Having sat on the side-lines in 1994 with a watching brief, he exploded onto the scene in France, in 1998, with four goals, only to lose the final amid controversy and rancour after he had initially been excluded from Brazil’s starting line-up after suffering a seizure earlier in the day.
Despite a succession of devastating injuries, four years later he scored eight times in South Korea, and Japan, helping the collective to the redemption of World Cup glory, and himself to the Golden Boot.
Ronaldo scored both of his team’s goals in the final, against Germany, and four years later he would find the net three more times as Brazil’s World Cup defence was surprisingly ended by France, in the quarter-finals.

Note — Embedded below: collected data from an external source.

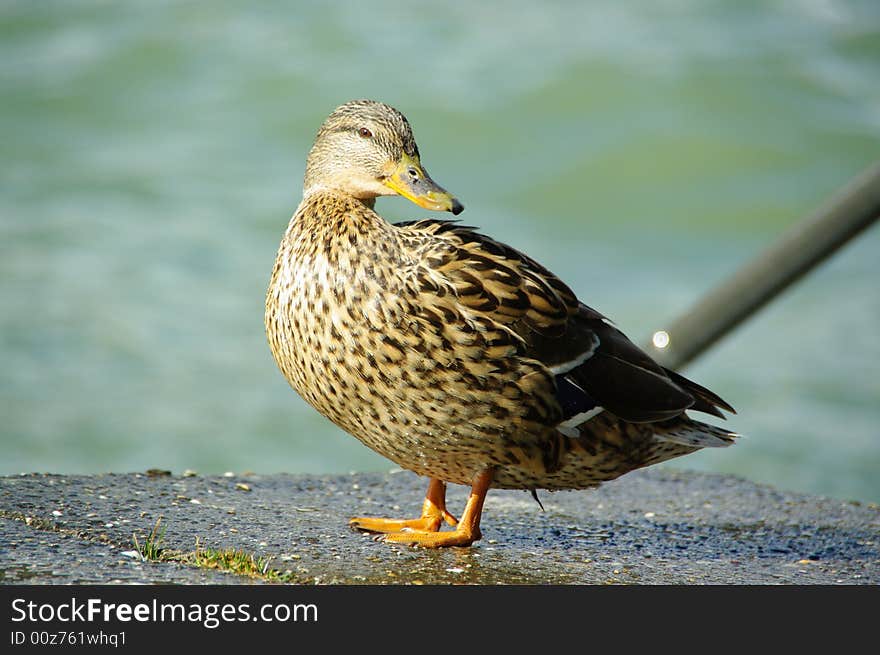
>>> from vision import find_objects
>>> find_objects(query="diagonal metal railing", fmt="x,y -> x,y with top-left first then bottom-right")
647,161 -> 880,370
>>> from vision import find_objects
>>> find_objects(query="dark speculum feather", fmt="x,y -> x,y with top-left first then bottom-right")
555,374 -> 600,422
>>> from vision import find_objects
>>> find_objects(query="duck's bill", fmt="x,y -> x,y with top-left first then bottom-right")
383,153 -> 464,215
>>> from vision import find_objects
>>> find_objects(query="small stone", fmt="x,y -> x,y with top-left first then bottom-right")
146,469 -> 171,477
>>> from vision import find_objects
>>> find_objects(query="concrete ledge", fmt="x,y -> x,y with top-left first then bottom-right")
1,468 -> 877,584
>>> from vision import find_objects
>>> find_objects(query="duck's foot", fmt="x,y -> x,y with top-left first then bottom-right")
379,525 -> 482,548
349,478 -> 457,534
350,469 -> 494,549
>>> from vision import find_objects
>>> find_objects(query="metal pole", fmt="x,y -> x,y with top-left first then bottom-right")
647,161 -> 880,370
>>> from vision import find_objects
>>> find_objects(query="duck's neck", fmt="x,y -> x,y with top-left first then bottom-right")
286,188 -> 389,244
301,184 -> 375,211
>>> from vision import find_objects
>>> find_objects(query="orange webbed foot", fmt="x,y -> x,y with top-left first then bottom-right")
349,478 -> 457,534
379,525 -> 482,548
350,470 -> 493,549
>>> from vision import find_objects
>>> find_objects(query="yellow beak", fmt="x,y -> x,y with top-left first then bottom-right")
383,153 -> 463,215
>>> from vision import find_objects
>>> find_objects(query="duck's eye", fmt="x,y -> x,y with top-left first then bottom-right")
357,127 -> 373,138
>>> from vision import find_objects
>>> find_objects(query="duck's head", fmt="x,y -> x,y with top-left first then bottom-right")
303,99 -> 463,215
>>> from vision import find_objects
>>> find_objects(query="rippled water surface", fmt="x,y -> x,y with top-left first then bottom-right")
2,1 -> 878,503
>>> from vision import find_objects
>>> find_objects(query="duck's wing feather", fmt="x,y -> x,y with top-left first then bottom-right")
395,219 -> 734,425
563,305 -> 735,422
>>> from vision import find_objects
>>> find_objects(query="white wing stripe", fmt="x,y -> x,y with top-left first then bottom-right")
548,335 -> 599,375
558,406 -> 605,430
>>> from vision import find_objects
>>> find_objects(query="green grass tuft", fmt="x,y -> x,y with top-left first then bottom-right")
133,517 -> 169,561
191,540 -> 296,582
131,519 -> 296,582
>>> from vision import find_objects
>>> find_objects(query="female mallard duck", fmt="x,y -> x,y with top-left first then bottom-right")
265,99 -> 736,547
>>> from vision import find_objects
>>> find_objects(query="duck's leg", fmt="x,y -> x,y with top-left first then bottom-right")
378,468 -> 494,548
350,478 -> 458,534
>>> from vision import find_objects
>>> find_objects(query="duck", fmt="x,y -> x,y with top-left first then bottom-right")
265,99 -> 736,548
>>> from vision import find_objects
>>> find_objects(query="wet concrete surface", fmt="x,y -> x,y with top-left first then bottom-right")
1,468 -> 877,584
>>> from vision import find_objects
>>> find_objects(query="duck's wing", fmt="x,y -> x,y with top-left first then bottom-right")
395,219 -> 735,425
561,304 -> 735,422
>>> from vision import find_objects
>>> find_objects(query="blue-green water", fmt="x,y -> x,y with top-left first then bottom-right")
2,1 -> 878,503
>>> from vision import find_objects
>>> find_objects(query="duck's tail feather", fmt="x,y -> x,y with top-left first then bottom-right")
653,416 -> 739,449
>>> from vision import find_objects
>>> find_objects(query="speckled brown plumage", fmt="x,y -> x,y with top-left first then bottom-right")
265,100 -> 737,547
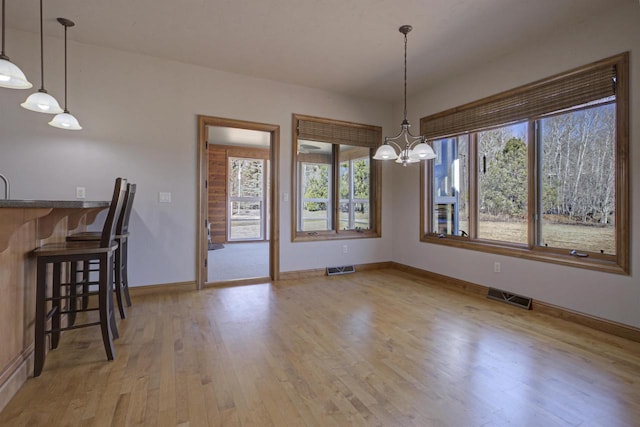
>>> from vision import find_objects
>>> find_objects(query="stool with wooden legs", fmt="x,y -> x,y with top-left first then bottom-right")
67,183 -> 136,319
32,178 -> 126,377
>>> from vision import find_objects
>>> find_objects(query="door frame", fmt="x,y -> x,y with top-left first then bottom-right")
197,115 -> 280,289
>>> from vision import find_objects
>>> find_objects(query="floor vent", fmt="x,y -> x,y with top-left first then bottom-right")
326,265 -> 355,276
487,287 -> 532,310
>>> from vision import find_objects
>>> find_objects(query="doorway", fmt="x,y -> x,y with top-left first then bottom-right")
197,116 -> 279,288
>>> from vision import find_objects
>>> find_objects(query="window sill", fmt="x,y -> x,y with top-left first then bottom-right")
294,229 -> 380,242
420,233 -> 628,275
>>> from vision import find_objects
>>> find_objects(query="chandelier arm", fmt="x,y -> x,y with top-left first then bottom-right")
386,131 -> 424,146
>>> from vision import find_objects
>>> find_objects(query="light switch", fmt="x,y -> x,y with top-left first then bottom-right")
159,192 -> 172,203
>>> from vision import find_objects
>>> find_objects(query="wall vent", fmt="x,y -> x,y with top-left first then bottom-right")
487,287 -> 532,310
326,265 -> 355,276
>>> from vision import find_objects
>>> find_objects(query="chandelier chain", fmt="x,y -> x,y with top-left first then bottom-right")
403,31 -> 407,122
64,23 -> 67,110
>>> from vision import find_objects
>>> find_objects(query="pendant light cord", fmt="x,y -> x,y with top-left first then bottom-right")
1,0 -> 6,57
39,0 -> 44,91
63,22 -> 67,111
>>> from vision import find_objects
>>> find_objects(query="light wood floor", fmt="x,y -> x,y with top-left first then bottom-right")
2,269 -> 640,426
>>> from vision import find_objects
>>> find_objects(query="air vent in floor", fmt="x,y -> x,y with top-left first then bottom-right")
487,287 -> 532,310
326,265 -> 355,276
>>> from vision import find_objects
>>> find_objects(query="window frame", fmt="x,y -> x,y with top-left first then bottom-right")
292,114 -> 382,242
420,53 -> 629,274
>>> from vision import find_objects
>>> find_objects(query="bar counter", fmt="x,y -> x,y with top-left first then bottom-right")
0,200 -> 109,410
0,199 -> 110,208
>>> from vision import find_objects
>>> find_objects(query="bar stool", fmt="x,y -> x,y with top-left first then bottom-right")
32,178 -> 126,377
67,183 -> 136,319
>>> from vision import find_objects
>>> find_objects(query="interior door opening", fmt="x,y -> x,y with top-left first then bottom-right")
197,116 -> 279,288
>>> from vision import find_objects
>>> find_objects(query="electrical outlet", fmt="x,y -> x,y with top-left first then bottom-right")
76,186 -> 86,199
283,192 -> 289,202
494,262 -> 501,273
343,244 -> 348,254
159,192 -> 172,203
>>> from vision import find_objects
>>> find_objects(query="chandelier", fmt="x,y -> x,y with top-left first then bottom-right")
374,25 -> 436,166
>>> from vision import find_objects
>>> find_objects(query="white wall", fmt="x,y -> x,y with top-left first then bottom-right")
0,29 -> 395,286
394,3 -> 640,328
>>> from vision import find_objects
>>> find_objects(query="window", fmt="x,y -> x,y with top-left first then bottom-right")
293,114 -> 381,241
420,53 -> 629,274
228,157 -> 268,241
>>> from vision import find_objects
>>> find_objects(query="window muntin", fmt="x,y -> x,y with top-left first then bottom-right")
293,114 -> 381,241
420,53 -> 629,274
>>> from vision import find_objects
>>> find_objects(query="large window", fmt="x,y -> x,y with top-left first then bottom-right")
421,53 -> 629,274
293,114 -> 381,241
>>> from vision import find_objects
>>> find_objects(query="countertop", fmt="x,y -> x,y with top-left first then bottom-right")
0,200 -> 110,208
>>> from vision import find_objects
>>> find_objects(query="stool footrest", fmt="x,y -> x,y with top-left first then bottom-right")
60,307 -> 99,315
46,321 -> 102,333
46,291 -> 99,302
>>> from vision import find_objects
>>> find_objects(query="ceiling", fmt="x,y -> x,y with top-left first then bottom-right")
6,0 -> 619,103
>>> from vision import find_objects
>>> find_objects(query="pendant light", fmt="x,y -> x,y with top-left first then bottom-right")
0,0 -> 32,88
374,25 -> 436,167
49,17 -> 81,130
21,0 -> 63,114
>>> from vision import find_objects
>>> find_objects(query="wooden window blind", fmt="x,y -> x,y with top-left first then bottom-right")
297,117 -> 382,148
422,62 -> 617,140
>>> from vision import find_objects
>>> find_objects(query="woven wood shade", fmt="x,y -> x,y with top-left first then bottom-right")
298,119 -> 381,148
422,64 -> 617,140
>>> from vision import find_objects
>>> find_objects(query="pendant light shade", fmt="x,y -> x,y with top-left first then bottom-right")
49,111 -> 81,130
0,0 -> 32,88
48,17 -> 81,130
22,90 -> 62,113
374,25 -> 437,167
0,58 -> 32,89
21,0 -> 62,114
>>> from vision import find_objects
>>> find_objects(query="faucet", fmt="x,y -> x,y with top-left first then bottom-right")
0,173 -> 9,200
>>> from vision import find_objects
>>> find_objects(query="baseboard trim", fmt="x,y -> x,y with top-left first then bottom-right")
532,300 -> 640,343
205,277 -> 272,288
279,261 -> 393,281
0,345 -> 33,413
128,281 -> 197,297
390,262 -> 640,343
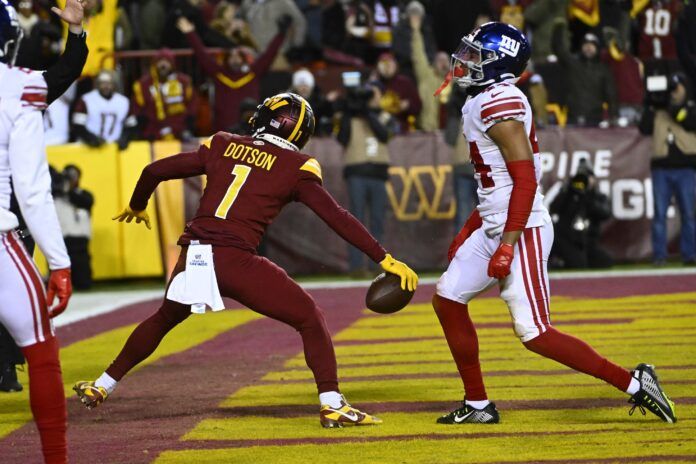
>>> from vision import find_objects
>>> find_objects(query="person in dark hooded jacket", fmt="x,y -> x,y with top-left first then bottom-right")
552,21 -> 618,126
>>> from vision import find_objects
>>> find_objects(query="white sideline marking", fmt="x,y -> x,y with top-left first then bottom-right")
55,267 -> 695,327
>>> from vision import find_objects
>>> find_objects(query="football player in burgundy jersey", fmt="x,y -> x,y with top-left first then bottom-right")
432,22 -> 676,424
74,92 -> 418,428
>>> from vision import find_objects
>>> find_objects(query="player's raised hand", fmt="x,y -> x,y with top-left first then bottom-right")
113,206 -> 151,229
380,254 -> 419,292
51,0 -> 84,32
46,268 -> 72,318
487,243 -> 514,279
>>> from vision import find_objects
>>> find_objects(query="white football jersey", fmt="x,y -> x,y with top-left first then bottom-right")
0,62 -> 70,269
461,81 -> 550,236
73,89 -> 131,142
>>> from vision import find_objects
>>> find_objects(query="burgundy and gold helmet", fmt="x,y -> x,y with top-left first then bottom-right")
250,92 -> 315,150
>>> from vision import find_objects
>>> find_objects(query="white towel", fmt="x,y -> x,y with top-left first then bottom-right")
166,243 -> 225,314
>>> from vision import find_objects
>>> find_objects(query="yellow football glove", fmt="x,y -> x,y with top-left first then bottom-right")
112,206 -> 151,229
380,253 -> 419,292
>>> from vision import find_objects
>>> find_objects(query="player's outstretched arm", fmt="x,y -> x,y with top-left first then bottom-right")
295,179 -> 418,291
118,149 -> 207,228
486,119 -> 537,279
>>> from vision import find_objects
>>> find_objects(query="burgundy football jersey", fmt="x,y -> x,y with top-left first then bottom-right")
637,0 -> 679,61
179,132 -> 322,250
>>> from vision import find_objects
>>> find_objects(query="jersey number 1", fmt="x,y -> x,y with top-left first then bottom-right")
215,164 -> 252,219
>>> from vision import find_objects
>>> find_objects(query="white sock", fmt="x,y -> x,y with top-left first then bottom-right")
465,399 -> 490,409
95,372 -> 118,394
626,376 -> 640,396
319,391 -> 343,408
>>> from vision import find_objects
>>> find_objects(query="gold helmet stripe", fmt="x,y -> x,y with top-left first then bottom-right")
288,97 -> 306,143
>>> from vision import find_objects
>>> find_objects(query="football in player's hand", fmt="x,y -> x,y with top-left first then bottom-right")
365,273 -> 414,314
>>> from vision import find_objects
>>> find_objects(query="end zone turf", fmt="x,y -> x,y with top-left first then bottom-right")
0,275 -> 694,463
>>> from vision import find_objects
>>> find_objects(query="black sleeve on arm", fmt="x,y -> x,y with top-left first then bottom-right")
43,31 -> 88,105
294,178 -> 387,263
130,150 -> 205,211
336,112 -> 352,147
638,106 -> 655,135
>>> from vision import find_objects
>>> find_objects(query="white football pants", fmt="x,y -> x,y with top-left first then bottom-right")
437,220 -> 554,342
0,231 -> 53,347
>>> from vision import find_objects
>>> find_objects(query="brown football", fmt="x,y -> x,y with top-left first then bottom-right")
365,272 -> 414,314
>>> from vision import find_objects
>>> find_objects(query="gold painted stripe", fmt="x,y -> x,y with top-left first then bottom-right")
288,98 -> 306,142
270,100 -> 289,110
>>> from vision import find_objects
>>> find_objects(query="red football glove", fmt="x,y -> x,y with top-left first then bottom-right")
46,268 -> 72,318
448,210 -> 483,262
487,243 -> 514,279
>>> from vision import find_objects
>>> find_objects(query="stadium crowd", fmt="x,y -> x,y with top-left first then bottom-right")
11,0 -> 696,271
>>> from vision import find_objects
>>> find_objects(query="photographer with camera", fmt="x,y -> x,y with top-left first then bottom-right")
639,72 -> 696,265
54,165 -> 94,289
550,161 -> 613,269
336,75 -> 397,275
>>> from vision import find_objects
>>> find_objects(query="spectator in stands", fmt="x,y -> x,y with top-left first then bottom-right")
163,0 -> 236,48
289,68 -> 337,136
336,80 -> 396,275
139,0 -> 166,49
639,72 -> 696,265
229,98 -> 259,135
634,0 -> 681,76
553,24 -> 618,126
392,1 -> 437,77
239,0 -> 306,67
431,0 -> 491,53
320,0 -> 347,51
601,33 -> 644,126
73,70 -> 137,149
371,0 -> 404,56
209,1 -> 257,49
372,52 -> 422,133
44,83 -> 77,146
177,15 -> 289,131
131,49 -> 197,141
516,68 -> 550,127
408,9 -> 448,131
550,164 -> 613,269
444,86 -> 477,232
676,0 -> 696,86
345,0 -> 376,64
524,0 -> 568,63
54,165 -> 94,290
16,0 -> 38,35
491,0 -> 530,31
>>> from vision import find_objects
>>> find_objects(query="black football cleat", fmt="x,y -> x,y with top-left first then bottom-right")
628,363 -> 676,423
436,401 -> 500,424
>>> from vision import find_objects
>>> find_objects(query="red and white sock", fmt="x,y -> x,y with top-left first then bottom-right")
21,337 -> 67,464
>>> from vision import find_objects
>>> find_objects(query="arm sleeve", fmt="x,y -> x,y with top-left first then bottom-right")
68,189 -> 94,211
186,31 -> 222,78
9,99 -> 70,270
294,178 -> 387,263
638,106 -> 655,135
129,149 -> 206,211
504,160 -> 537,232
366,111 -> 391,143
411,28 -> 432,84
336,112 -> 352,147
43,31 -> 88,106
252,32 -> 286,75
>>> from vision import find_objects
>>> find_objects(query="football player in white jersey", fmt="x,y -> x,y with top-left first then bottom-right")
432,22 -> 676,424
0,0 -> 88,462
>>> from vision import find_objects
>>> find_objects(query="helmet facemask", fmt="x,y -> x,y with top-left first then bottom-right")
0,15 -> 23,67
450,36 -> 497,88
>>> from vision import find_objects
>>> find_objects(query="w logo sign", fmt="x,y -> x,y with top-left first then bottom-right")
499,35 -> 520,57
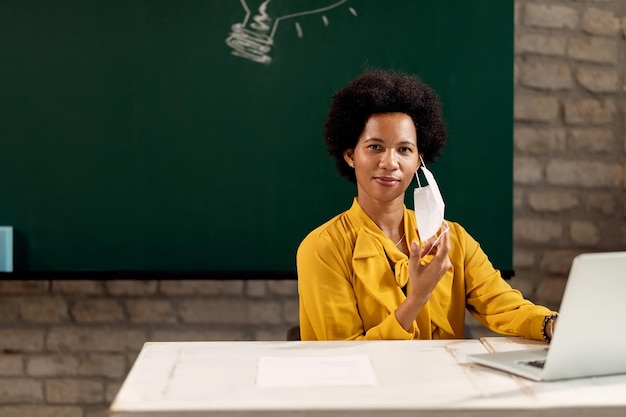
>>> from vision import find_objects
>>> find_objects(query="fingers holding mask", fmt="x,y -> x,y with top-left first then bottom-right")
431,225 -> 451,271
421,222 -> 450,257
410,222 -> 449,259
407,223 -> 451,300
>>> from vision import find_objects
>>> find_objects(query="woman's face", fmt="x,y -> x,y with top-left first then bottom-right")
343,112 -> 420,205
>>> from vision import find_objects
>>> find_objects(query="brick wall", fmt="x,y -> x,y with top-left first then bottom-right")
0,280 -> 298,417
511,0 -> 626,310
1,1 -> 625,415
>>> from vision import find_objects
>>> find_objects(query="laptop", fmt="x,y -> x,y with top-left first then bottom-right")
467,251 -> 626,381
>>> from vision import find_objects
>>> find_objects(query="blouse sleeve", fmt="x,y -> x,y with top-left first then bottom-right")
454,223 -> 556,340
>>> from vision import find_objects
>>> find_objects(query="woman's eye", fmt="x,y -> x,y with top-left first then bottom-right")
368,144 -> 381,150
399,147 -> 412,153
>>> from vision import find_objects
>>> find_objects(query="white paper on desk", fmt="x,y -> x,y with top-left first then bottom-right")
256,354 -> 378,387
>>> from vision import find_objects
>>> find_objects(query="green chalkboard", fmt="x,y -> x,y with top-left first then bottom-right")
0,0 -> 513,273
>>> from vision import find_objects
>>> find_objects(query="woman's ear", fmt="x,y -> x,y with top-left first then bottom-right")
343,149 -> 355,168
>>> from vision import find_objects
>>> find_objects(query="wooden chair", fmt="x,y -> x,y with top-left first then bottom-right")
286,325 -> 301,341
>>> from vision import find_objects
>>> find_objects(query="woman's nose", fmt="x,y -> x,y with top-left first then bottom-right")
379,150 -> 399,169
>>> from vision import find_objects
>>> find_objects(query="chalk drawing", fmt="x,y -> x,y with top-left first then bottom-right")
226,0 -> 351,64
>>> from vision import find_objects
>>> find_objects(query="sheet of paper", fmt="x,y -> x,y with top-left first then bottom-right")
256,354 -> 378,388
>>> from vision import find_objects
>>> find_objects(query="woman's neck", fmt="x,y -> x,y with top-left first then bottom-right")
356,196 -> 405,239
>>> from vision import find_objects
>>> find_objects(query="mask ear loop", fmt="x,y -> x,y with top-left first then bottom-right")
415,170 -> 422,187
414,155 -> 425,244
424,221 -> 450,256
415,155 -> 426,187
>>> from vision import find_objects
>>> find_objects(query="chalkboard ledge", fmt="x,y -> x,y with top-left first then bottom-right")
0,270 -> 298,280
0,270 -> 514,280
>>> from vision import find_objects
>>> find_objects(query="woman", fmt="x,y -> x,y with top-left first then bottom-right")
296,69 -> 558,341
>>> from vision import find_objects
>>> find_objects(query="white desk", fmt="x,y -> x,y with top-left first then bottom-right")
110,338 -> 626,417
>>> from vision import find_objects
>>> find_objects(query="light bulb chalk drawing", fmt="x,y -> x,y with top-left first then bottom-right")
226,0 -> 352,64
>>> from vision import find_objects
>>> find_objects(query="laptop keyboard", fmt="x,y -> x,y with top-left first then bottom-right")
523,359 -> 546,369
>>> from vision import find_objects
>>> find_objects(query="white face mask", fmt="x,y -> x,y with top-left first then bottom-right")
413,157 -> 445,242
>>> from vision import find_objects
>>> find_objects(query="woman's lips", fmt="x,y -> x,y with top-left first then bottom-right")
374,176 -> 400,186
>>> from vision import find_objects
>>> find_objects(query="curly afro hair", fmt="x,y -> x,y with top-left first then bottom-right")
324,69 -> 448,183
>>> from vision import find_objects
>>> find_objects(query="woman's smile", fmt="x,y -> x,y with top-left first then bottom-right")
374,175 -> 401,186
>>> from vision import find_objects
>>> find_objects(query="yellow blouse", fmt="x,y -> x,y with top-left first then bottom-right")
297,198 -> 555,341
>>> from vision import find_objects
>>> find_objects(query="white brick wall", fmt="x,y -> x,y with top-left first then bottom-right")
0,279 -> 299,415
513,0 -> 626,313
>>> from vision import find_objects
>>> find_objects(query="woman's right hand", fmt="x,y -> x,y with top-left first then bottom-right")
394,224 -> 451,331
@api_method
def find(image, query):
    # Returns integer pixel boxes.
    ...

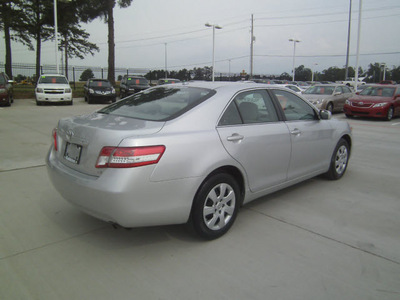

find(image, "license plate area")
[64,142,82,164]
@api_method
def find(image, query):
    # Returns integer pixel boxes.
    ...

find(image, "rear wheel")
[325,139,350,180]
[191,173,240,240]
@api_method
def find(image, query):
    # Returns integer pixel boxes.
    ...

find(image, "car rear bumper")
[46,147,198,228]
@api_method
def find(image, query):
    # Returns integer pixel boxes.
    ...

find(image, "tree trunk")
[2,2,12,78]
[107,0,115,85]
[64,35,69,79]
[35,0,41,81]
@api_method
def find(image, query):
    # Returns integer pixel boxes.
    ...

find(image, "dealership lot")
[1,98,400,299]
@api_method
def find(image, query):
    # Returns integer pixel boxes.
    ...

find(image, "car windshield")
[98,86,216,121]
[304,85,335,95]
[359,86,395,97]
[127,78,148,86]
[39,76,68,84]
[89,80,112,88]
[159,79,181,84]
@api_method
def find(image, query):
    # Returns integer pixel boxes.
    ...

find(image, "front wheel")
[326,102,333,113]
[190,173,240,240]
[385,106,394,121]
[325,139,350,180]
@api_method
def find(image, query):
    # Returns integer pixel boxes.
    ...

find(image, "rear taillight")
[96,145,166,168]
[52,128,58,151]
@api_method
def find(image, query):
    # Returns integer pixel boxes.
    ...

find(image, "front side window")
[219,90,279,126]
[98,86,215,121]
[342,86,352,93]
[272,89,317,121]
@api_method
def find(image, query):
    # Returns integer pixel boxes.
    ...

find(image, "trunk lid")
[55,112,164,176]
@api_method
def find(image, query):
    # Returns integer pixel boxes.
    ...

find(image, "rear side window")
[98,86,215,121]
[219,90,279,126]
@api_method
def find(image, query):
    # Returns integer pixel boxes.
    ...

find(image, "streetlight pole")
[312,63,318,82]
[205,23,222,82]
[54,0,59,74]
[164,43,168,79]
[289,39,300,81]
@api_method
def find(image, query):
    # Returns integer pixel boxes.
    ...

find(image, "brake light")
[52,128,58,151]
[96,145,166,168]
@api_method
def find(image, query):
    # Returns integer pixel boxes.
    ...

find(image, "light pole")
[289,39,300,81]
[381,63,387,81]
[54,0,59,74]
[312,63,318,82]
[205,23,222,82]
[164,43,168,79]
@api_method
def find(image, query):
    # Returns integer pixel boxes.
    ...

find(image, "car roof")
[155,81,295,94]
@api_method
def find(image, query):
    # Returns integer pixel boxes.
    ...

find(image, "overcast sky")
[2,0,400,76]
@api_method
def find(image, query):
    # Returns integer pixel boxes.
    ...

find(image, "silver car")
[302,84,354,112]
[46,82,352,239]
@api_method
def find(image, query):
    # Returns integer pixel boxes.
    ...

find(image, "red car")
[344,84,400,121]
[0,72,14,106]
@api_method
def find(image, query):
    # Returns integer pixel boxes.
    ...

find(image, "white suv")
[35,74,73,105]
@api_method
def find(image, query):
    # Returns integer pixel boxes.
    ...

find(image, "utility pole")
[345,0,352,80]
[250,14,254,79]
[354,0,362,91]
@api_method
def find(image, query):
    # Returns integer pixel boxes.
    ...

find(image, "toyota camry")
[46,82,352,239]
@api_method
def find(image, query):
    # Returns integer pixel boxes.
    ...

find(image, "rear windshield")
[359,86,395,97]
[98,86,216,121]
[127,77,148,86]
[89,80,112,88]
[38,76,68,84]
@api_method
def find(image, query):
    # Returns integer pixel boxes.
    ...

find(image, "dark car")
[0,72,14,107]
[119,76,150,98]
[84,79,116,104]
[157,78,181,85]
[344,84,400,121]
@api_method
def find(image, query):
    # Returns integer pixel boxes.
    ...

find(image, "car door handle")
[290,128,301,136]
[227,134,244,142]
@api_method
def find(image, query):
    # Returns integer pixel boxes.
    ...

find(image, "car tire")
[69,100,73,105]
[190,173,240,240]
[326,102,333,113]
[385,106,394,121]
[6,95,11,106]
[324,138,350,180]
[36,99,42,106]
[345,114,353,118]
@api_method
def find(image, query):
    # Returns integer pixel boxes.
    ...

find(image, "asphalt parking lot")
[1,98,400,300]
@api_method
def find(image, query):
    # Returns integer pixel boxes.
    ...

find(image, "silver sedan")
[46,82,352,239]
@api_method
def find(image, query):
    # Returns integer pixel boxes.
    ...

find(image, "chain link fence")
[0,62,150,83]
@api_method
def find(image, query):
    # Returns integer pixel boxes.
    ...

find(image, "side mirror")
[319,110,332,120]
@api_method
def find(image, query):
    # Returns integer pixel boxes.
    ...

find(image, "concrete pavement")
[1,99,399,299]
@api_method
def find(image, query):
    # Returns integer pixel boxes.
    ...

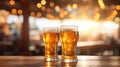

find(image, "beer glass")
[60,25,78,63]
[43,27,59,61]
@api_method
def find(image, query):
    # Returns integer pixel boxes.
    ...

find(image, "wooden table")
[0,56,120,67]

1. Gerd Müller (West Germany)
An unstoppable goalscoring machine, Gerd Müller took to the 1970 World Cup with an almost obscene abandon.
Scorer of the winning goal in West Germany’s opening game against a stubborn Morocco, he followed that up with hat-tricks against both Bulgaria, and Peru.
In the quarter-final, against England, Müller scored the winner as his team fought from 2-0 down, to win 3-2 in extra time, while he scored twice in their iconic loss to Italy in the semi-finals, a 4-3 defeat that was dubbed The Game of the Century.
Ending the 1970 tournament with ten goals, four years later, on home soil, and in a more frugal team, he was restricted to four goals, although the last of those was the winner in the final, against the magnificent Netherlands.